Adobe Photoshop offers several different and amazing techniques to remove or edit the background of an image. For simple backgrounds that do not require much expertise, you can use the standard magic wand tool. While for complicated backgrounds that need a slightly professional touch, you can use the Background Eraser tool.
The Background Eraser Tool
The Background Eraser tool first samples the color to the center of the paintbrush and then erases pixels of an identical color as you ‘paint’. It would feel like painting with acid. Here is the step-by-step guide to using this tool.
Step 1: Open the image
Start by getting an image from which you want to remove the background.
Step 2: Using The Background Eraser Tool
Adobe’s Background Eraser tool first does the sampling of the color using the center of the paintbrush and as you paint, it erases pixels of a similar color. It would feel like it is acid you’re painting with! Here is the step-by-step guide to using this tool.
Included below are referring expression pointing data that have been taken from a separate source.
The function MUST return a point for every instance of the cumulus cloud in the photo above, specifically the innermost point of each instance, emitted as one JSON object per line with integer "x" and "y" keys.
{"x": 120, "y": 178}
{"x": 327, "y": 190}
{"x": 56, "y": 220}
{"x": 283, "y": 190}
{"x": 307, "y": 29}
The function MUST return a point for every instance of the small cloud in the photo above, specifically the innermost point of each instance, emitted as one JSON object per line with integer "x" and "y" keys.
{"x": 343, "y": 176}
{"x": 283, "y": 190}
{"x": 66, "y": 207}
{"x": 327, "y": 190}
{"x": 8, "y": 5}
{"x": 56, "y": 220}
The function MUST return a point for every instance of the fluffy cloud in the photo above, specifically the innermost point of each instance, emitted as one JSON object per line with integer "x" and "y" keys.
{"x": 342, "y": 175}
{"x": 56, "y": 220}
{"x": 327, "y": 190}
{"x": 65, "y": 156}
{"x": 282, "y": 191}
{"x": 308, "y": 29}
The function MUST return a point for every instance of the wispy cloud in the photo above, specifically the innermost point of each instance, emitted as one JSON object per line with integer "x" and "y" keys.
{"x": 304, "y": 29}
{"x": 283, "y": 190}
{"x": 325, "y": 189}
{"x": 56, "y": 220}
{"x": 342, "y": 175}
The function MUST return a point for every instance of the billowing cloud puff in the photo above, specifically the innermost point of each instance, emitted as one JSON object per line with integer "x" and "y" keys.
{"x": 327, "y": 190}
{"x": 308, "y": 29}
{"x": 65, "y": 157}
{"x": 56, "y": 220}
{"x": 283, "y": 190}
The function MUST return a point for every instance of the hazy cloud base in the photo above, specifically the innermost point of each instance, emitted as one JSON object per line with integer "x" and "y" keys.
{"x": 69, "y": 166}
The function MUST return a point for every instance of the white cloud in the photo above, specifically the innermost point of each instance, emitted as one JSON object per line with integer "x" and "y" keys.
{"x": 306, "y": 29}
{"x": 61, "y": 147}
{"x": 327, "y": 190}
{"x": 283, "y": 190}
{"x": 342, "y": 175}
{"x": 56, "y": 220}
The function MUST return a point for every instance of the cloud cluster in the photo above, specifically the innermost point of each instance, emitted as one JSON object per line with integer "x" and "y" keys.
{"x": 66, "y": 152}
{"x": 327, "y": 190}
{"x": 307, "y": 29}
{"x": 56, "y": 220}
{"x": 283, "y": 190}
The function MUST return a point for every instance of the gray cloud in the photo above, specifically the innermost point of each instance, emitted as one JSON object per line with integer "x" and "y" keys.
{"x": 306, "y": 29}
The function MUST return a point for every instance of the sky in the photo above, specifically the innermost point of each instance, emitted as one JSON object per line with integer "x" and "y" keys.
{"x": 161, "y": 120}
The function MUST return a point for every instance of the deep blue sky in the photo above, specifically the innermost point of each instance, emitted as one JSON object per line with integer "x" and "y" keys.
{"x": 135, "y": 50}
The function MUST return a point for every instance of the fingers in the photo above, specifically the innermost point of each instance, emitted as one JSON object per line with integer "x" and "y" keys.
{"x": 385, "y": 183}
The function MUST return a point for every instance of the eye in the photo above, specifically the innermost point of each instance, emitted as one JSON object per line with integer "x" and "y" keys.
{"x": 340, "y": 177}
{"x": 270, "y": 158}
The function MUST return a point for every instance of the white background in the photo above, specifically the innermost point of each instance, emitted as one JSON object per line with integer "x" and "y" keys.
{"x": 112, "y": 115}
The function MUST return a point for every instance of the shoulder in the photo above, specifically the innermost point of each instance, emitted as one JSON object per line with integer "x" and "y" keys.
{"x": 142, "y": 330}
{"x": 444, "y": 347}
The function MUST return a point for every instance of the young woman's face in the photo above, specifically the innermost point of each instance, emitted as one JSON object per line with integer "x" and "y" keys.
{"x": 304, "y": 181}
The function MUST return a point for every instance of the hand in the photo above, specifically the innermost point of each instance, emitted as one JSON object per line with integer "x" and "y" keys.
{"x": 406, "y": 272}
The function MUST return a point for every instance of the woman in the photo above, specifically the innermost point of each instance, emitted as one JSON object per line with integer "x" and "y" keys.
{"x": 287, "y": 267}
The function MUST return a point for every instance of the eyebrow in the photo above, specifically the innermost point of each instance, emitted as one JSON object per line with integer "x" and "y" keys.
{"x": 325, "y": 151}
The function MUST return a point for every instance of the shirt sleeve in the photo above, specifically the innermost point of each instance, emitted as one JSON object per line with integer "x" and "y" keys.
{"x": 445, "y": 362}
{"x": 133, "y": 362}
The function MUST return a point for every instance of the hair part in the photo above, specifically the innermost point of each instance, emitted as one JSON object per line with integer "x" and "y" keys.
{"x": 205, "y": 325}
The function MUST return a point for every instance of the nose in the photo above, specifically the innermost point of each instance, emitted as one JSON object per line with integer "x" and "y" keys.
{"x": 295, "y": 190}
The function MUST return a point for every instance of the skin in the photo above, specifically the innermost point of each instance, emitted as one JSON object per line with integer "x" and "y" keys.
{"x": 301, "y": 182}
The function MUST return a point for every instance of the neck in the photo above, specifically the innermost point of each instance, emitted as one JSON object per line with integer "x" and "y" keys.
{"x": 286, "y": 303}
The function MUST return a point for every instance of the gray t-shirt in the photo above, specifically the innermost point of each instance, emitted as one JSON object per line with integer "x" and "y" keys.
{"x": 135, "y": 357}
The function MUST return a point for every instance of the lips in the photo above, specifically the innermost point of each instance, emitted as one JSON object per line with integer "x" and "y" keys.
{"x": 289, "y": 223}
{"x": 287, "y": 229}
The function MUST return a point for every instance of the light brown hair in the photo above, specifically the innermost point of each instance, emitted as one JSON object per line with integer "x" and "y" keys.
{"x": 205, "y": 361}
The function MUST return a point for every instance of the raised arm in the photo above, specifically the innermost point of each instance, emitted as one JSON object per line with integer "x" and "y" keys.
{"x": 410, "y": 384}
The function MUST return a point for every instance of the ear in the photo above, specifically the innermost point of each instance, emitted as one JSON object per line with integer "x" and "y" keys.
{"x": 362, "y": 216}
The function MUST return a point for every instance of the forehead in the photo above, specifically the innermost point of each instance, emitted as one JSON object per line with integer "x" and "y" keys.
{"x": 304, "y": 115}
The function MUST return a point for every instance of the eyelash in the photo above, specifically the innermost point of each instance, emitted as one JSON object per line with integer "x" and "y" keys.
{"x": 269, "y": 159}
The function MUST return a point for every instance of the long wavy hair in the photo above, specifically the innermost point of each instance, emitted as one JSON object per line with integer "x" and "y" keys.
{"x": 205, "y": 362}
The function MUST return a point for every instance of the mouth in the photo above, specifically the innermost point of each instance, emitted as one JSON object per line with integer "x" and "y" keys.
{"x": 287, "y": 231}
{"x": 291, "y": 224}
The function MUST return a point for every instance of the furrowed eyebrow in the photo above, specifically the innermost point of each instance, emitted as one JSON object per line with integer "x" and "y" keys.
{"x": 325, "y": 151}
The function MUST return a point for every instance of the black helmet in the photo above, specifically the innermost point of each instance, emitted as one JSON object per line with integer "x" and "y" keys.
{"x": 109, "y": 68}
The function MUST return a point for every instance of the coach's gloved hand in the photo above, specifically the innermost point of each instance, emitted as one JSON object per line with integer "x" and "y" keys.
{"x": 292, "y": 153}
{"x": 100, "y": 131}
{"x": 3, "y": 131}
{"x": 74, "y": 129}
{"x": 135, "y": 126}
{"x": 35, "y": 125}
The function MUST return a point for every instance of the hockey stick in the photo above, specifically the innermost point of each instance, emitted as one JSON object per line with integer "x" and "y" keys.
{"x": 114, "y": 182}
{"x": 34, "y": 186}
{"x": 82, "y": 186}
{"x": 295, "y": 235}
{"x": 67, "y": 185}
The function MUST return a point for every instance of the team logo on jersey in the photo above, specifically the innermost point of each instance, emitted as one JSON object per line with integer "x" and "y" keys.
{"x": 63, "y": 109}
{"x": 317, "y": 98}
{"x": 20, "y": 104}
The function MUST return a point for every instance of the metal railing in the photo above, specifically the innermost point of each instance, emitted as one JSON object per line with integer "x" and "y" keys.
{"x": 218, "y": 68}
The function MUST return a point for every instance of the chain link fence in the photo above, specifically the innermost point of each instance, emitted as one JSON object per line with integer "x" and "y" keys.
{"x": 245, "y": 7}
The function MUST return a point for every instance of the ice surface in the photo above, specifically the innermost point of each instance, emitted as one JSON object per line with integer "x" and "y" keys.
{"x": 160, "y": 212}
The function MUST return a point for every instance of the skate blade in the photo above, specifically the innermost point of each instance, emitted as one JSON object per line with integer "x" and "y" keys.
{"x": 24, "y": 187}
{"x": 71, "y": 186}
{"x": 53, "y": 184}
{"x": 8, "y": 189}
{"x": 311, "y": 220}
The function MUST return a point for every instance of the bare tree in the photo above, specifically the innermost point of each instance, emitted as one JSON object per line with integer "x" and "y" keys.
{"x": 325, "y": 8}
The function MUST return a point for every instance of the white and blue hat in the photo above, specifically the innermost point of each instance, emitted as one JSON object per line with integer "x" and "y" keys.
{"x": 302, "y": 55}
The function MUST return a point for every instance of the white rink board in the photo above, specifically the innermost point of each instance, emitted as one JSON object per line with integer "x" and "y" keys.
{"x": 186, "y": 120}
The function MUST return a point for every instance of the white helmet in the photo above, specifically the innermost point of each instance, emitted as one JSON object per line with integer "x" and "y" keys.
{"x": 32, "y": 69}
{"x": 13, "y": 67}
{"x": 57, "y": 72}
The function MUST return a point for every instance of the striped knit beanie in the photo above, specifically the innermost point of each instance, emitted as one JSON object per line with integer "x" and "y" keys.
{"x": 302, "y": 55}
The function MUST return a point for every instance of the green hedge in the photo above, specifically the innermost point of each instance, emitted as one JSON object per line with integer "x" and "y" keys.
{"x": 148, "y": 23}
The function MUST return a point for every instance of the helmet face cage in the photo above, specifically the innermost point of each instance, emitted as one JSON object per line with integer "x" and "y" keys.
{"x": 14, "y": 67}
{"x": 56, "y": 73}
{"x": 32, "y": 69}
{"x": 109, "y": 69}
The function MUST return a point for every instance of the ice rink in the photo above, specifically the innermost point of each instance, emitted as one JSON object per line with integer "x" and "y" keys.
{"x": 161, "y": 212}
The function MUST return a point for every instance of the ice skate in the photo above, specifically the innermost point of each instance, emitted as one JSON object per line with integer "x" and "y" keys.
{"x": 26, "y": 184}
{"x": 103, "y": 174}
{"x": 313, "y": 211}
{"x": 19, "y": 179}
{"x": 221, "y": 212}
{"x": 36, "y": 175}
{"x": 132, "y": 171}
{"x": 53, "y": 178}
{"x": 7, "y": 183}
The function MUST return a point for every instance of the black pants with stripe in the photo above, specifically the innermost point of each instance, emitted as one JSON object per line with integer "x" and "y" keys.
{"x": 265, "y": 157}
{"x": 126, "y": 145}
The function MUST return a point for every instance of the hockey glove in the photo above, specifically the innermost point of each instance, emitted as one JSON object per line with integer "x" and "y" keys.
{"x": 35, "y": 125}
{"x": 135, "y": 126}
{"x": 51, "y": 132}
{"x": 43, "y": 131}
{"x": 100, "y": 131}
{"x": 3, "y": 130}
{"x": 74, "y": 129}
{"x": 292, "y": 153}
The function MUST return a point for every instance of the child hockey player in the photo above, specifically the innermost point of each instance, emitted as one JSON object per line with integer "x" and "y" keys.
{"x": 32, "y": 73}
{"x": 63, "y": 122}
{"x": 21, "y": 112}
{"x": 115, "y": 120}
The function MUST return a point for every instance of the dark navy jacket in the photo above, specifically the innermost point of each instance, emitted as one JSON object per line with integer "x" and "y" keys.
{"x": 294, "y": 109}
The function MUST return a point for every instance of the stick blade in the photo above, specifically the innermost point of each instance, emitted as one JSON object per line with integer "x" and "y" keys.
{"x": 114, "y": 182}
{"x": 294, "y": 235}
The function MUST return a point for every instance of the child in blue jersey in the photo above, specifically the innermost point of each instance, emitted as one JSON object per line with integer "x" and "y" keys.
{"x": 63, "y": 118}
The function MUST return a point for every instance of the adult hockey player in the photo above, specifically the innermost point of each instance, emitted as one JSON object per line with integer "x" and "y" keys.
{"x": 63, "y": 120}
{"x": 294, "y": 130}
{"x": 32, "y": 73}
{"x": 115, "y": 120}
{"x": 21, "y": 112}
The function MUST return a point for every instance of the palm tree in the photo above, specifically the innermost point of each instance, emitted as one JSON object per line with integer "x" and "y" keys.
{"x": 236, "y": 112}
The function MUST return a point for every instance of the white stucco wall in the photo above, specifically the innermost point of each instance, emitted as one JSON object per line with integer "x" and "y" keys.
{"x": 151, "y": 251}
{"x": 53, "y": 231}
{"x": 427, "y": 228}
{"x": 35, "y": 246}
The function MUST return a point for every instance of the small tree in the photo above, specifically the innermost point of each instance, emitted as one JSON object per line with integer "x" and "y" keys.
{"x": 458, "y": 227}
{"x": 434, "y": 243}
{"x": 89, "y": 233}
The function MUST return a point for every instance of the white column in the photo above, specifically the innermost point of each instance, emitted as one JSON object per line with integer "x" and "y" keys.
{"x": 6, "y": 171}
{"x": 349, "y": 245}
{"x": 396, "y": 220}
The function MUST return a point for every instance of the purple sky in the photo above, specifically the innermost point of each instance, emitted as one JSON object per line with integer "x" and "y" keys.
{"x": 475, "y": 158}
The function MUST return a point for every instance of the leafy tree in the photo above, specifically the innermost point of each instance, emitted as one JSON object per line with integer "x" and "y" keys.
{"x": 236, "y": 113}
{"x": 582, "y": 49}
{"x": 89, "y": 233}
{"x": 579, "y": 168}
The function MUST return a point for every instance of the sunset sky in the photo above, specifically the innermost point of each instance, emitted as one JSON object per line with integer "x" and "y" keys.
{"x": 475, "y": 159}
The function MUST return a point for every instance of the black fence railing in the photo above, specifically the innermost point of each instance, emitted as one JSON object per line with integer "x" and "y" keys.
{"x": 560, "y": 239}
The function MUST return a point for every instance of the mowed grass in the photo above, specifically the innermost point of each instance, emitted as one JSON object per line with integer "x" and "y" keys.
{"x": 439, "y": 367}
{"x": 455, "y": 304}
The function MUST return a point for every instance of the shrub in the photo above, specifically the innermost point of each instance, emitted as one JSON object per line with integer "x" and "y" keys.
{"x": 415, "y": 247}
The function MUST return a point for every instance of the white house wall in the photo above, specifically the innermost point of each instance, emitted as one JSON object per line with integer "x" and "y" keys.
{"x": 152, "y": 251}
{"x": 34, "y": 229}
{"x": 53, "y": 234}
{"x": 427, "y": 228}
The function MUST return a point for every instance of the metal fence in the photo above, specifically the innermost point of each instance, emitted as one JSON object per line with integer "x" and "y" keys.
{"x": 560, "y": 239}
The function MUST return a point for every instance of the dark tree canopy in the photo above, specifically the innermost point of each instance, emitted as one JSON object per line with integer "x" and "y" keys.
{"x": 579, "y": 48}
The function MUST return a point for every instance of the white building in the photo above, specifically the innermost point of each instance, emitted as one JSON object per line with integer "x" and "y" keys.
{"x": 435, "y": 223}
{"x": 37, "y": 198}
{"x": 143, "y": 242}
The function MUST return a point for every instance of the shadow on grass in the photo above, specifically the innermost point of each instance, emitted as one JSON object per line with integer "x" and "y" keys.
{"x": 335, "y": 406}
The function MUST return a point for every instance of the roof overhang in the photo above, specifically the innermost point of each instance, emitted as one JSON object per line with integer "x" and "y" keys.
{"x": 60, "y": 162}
Step 3: Tune Your Tool Settings
On the options bar of the background eraser tool, select the round and hard brush. Well, the brush size will depend on the image you are working on for better function. You can use the square bracket key ([or]) to quickly scale your brush size according to the requirement.
After that, on the same tool options bar, set the Limits to Find Edges, Sampling to Continuous and Tolerance to around 20-25% is good to start with.
Note: A low tolerance restricts your eraser to the areas that are quite identical to your sampled color. While a high tolerance broadens the colors range that your eraser will select.
Step 4: Begin Erasing
Start erasing by bringing your brush over the background. You must check a brush-sized circle with little crosshairs in its center. Here, the crosshairs depict the ‘hotspot’ and readily delete that color from all the possible spots where it is appearing within the brush area. It also conducts smart color eradication at the edges of the foreground object(s) to remove ‘color halos’ that might be visible if the object is overlaid on another background.
When erasing the background, do zoom up your operational area and always try to prevent the crosshairs from overlapping on the edge of the foreground image. You would need to reduce the brush size in some areas to make sure that you don’t erase parts of your main image, accidentally.
Step 5: Choosing The Limit And Sampling Settings
Even though you used a smaller brush size, chances are that you might erase some chunks from your foreground subject by mistake.Therefore, for the foreground subject areas that share the same colors as the background, you would need to adjust the Limits and Sampling.
The Sampling: After the option samples the color beneath the crosshair, for an instance you click and it just doesn’t resample when you move the paintbrush along. With the Discontiguous Limit option, you can erase all pixels that are identical to the color that you’re erasing.